Broader Impacts Fund
Efforts to educate and support young BIPOC entering (or interested in) STEM fields is a critical facet of the fight to dismantle the systemic anti-Black racism that plagues academia. Many NHFP fellows have already expressed a desire to use a portion of their research funds for outreach and mentorship efforts at their host institutions, despite this not being an explicit requirement of the fellowship. However, we have acknowledged that doing so might disadvantage fellows that are already financially burdened, and could render the fellowship less accessible for minoritized scientists. We propose the establishment of an NHFP “broader impacts” fund totaling $100,000 per year, an amount approximately equal to 10% of the existing NHFP research budget, that would explicitly support anti-racism efforts.
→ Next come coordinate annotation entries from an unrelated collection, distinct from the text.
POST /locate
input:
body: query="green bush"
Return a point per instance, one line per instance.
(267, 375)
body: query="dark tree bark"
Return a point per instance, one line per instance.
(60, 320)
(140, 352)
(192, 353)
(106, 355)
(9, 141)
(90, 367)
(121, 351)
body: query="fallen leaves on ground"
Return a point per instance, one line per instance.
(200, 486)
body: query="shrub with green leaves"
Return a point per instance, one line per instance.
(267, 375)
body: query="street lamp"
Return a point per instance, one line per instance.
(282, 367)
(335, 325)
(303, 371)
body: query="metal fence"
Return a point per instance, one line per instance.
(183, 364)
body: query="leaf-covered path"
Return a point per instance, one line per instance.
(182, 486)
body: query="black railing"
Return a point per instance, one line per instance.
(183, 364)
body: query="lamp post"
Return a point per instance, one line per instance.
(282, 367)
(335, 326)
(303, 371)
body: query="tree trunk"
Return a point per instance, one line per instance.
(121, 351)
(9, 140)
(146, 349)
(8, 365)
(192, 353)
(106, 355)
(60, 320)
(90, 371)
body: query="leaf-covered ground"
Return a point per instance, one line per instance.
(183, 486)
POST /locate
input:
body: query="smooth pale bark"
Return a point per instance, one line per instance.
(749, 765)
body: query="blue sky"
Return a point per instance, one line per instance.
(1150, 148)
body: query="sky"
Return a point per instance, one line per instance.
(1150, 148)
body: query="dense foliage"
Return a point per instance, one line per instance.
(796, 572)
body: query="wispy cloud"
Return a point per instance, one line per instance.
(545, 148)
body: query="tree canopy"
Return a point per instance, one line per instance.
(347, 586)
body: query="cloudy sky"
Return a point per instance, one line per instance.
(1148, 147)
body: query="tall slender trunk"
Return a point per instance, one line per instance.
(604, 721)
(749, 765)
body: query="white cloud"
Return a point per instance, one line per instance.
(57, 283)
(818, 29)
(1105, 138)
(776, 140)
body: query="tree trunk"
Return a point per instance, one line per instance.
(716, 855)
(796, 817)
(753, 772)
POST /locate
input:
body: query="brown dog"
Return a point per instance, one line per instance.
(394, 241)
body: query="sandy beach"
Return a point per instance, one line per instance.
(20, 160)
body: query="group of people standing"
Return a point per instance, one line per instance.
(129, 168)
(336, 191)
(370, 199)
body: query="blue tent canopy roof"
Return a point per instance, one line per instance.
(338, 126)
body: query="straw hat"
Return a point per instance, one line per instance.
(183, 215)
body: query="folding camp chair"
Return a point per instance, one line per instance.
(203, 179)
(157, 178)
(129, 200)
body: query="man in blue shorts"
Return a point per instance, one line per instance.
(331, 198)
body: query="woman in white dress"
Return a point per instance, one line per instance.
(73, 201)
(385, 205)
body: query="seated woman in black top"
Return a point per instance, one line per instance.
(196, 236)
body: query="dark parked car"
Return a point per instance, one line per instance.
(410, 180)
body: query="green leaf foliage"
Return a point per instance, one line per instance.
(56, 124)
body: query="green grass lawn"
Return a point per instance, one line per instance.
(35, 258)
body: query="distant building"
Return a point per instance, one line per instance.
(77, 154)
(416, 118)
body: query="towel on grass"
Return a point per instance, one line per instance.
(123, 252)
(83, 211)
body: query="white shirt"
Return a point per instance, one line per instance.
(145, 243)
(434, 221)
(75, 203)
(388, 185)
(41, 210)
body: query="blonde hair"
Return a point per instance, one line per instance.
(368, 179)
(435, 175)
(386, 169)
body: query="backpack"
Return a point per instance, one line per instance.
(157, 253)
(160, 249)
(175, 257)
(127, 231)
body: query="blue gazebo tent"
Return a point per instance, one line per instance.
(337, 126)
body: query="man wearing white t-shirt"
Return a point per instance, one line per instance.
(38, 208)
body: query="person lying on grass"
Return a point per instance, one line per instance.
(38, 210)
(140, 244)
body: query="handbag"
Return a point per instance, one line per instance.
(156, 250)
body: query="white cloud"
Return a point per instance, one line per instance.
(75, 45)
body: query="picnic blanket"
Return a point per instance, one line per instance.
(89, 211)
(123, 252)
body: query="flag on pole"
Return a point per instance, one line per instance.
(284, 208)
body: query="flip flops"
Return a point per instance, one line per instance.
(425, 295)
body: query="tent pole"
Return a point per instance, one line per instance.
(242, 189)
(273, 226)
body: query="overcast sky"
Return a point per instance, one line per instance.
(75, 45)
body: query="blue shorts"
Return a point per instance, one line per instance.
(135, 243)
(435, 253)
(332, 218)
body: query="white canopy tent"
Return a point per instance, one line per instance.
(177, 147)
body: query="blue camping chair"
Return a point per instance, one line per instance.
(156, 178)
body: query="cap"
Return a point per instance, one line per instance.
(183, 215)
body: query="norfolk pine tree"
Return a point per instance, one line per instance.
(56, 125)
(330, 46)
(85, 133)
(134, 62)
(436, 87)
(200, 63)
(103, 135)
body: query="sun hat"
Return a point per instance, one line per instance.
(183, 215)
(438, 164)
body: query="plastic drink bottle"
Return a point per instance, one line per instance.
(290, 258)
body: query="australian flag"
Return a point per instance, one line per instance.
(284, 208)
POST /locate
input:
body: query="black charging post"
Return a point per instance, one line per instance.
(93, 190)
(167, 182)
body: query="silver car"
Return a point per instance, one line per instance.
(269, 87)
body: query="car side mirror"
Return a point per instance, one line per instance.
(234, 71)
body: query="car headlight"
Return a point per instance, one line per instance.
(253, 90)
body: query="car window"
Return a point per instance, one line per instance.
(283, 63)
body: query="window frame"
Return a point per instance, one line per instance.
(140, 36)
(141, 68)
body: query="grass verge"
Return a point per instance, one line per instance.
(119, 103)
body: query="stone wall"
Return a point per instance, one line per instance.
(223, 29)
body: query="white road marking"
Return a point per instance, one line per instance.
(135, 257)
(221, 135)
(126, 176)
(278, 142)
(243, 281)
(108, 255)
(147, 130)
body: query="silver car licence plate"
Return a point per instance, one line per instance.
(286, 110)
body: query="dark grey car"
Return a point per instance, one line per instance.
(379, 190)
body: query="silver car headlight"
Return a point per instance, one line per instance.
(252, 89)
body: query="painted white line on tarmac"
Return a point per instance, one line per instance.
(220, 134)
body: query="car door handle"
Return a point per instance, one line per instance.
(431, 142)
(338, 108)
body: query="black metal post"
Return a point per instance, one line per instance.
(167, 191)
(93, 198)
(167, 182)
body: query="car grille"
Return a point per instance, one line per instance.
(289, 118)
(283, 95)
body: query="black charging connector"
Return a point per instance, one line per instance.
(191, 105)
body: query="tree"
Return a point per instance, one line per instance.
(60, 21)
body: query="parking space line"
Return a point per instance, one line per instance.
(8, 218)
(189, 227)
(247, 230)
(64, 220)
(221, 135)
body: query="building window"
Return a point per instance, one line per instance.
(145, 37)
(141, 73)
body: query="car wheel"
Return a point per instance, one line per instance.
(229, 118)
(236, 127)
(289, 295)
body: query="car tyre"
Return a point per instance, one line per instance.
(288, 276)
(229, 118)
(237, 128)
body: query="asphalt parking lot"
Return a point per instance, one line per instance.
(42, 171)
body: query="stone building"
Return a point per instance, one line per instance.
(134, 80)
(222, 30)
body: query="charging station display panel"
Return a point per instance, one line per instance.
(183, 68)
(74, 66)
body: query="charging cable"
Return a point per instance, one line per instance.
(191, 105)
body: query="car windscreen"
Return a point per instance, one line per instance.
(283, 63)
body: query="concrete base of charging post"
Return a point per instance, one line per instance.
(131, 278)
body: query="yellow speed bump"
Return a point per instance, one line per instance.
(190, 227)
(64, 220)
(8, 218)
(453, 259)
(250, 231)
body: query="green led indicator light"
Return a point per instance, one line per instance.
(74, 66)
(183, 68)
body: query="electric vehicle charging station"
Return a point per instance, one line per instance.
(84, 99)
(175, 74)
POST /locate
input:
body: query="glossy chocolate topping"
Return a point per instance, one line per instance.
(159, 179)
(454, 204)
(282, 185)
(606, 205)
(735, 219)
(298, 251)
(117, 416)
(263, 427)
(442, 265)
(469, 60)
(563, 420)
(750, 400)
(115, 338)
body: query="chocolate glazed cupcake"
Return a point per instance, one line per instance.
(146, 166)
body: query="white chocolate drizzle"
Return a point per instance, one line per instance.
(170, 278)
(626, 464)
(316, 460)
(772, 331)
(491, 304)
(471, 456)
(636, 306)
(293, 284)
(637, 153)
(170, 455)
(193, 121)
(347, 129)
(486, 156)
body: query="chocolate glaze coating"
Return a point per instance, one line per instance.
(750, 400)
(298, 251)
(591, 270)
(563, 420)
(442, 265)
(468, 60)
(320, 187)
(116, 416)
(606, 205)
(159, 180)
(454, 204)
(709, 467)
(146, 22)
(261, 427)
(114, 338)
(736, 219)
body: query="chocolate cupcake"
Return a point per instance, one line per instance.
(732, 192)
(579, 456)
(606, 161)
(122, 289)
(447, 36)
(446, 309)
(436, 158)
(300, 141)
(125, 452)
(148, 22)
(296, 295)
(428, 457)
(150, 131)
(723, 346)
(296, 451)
NHFP fellows would write proposals detailing their outreach effort, which could include activities such as mentoring a summer student, establishing a program to visit and educate children at underserved schools, or financially supporting an already existing organization for minoritized STEM students at the fellow’s host institution. These applications would be judged by other NHFP recipients through a transparent and well vetted process; we anticipate a competitive process with a significant oversubscription rate that ensures excellent quality among funded proposals. While we are not suggesting that diversity and inclusion efforts be made a mandatory part of the NHFP, we do believe that fellows who dedicate themselves to these projects should be recognized as having done so by adding an optional section for reporting these activities in annual reports. By financially supporting fellows that go above and beyond to promote diversity, equity, and inclusion in our community through the creation of effective outreach programs, the NHFP can give fellows the opportunity to grow as future leaders in astronomy, and will support NASA’s substantial efforts to improve diversity and inclusion within our field.
Action Plan Evaluation/Accountability
In alignment with our core value of transparency and access, we will make the contents of our action plan public on this website and be open to constructive feedback on the plan via an anonymous Google form. We will have a “quick action team” to respond to immediate to urgent concerns or events. We will set deadlines that ensure steady progress for meeting the action plan objectives, and write public progress reports at least yearly (if not more frequently). We will solicit feedback from an external review committee (ERC) of BIPOC scholars to review the plan. The ERC members will be financially compensated for their time, and we will, in every way possible, address and incorporate their feedback into our action plan. We will also conduct an annual internal review process among NHFP Fellows, as each year a new group of people will join and their input will be important and valued.